For devices that don’t share a common clock, we currently don’t have accurate enough timings from pulseaudio yet in order to implement dynamic resampling. Most echo cancelling algorithms are extremely sensitive to drift and fail as soon as resampling is slightly inaccurate. This means that if you record sound using a USB microphone on your webcam for instance, there is a good chance the card will drift and the echo cancellation will cease to work.
Enable echo cancellation in Empathy
Any application can connect to the new echo-cancel source and sink to use the provided echo-cancellation.
The new echo-cancel source and sink are tagged with the ‘phone’ media.role so that the module called ‘module-intended-roles’ will automatically link Empathy to the echo-cancel source and sinks.
Echo Cancellation test application
In the case that echo cancellation doesn’t work on your system there is a good chance it is due to bugs in the audio driver, to make it more easy to test for this and provide useful bug reports we wrote a test application that can be run when echo cancellation doesn’t work.

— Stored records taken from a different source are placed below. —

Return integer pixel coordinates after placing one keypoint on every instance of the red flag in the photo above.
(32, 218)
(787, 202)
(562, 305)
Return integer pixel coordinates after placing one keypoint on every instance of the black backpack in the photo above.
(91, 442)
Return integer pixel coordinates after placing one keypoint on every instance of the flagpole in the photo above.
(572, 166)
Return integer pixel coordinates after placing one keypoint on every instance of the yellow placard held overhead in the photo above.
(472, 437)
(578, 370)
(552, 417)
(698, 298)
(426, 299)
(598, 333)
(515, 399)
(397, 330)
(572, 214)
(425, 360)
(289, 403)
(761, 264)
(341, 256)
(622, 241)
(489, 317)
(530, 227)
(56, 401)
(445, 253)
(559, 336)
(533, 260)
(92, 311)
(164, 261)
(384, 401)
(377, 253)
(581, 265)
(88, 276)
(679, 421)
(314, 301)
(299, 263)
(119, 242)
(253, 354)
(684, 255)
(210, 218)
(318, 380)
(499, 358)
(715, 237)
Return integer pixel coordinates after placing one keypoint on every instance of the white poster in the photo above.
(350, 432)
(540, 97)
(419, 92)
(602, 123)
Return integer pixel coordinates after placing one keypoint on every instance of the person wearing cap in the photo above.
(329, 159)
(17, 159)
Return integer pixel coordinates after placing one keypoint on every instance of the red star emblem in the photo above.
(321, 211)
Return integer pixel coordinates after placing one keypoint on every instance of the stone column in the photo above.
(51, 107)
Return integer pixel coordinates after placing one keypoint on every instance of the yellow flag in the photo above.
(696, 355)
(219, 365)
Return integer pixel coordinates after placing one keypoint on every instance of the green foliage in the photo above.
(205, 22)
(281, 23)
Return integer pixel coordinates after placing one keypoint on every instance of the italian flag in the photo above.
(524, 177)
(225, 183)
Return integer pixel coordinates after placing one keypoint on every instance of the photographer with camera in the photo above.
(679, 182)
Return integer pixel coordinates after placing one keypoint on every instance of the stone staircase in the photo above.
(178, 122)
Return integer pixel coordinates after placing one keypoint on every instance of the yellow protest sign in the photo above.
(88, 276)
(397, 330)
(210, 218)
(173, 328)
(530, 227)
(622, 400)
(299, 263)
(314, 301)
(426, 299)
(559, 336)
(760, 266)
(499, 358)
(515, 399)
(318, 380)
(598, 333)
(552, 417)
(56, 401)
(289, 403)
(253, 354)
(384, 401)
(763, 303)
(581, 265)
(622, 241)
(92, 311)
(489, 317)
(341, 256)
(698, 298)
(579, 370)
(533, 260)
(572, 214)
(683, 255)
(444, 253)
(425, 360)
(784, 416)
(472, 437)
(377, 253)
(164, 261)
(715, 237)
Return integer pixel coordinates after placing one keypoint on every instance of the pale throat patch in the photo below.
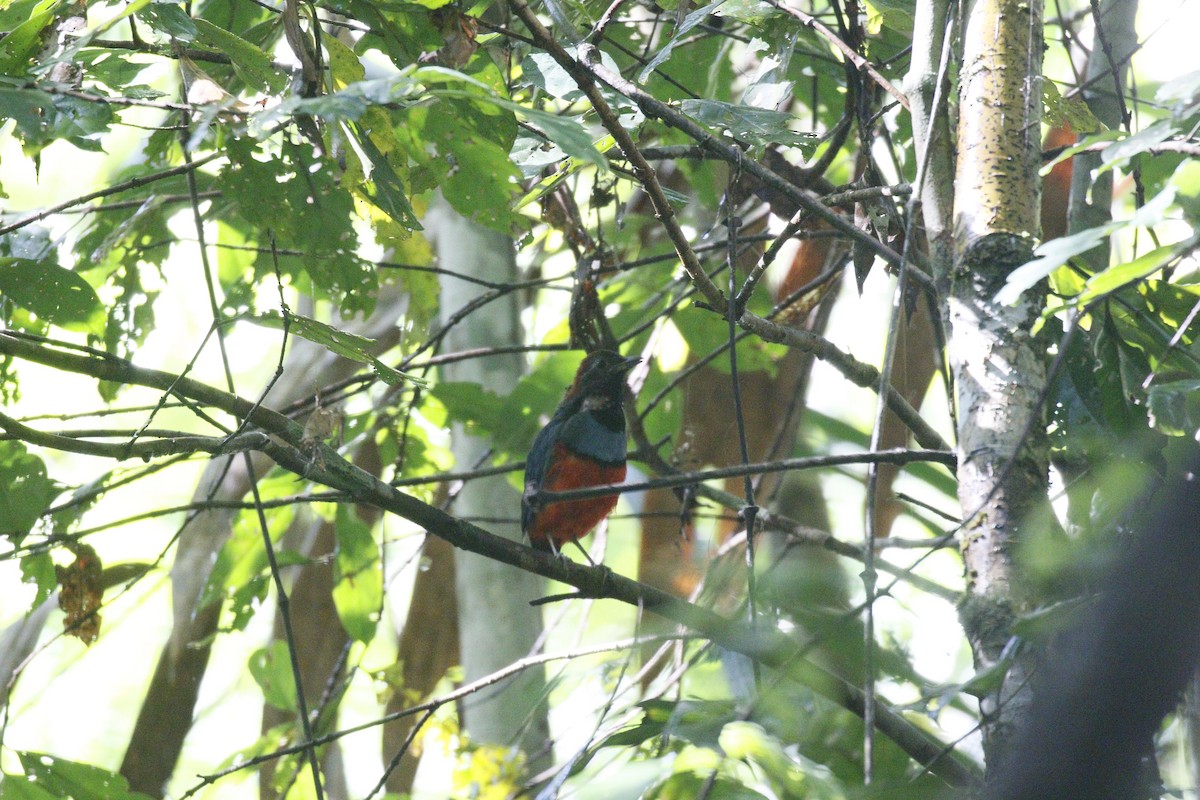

As with all such applications there is of course only a limited range of things we can test for so it will not be able to detect all types of problems, but it should be able to expose some of the more common ones.
Given that the echo canceller has to run on more than just the ALSA API (pulse audio has various backends), we implemented a new Pulse Audio module called ‘module-test’ that will run a set of tests on all existing source and sink devices.
The current tests include measuring the accuracy of the timevalues reported by the internal clock. The accuracy of this clock is one of the most crucial parts in Pulse Audio because it is directly used to estimate when samples will be played or captured. Having an accurate timevalue for when a particular sample was played and recorded is essential to implement echo cancellation.
An application called ‘patest’ is provided that runs the tests and outputs the results on the standard output.
The output of the patest application contains information about the various devices that were tested along with a min/max jitter and drift measured on those devices. The jitter and drift are mostly caused by inaccurate results returned from the ALSA drivers. A normal jitter would be around +-15us, a typical drift would be +-100us.
The module is constructed in such a way that more tests can be added later.
Future plans
We would really like to resolve the issue of using multiple sound cards, ie laptop speakers outputting from the internal sound card and microphone recording using a USB sound card in a webcam. In order to do so will will try to reach out to some of the core ALSA developers and see if we can work together to figure out if something can be done. In some cases the hardware might not be good enough to resolve the problem in software, but we hope that in at last the majority of the cases we will be able to compensate for hardware issues in the driver layer.
Another thing we hope to see is that with this infrastructure in place that maybe some commercial entities decide to open source their echo cancellation algorithms, enabling us to plug in new ones that are more robust in terms of handling clock drifting for instance. Another possibility is that academic projects working on echo cancellation can now find it easy to put their algorithms into a production system easily, so we can see some innovation in this field happen in the open source space.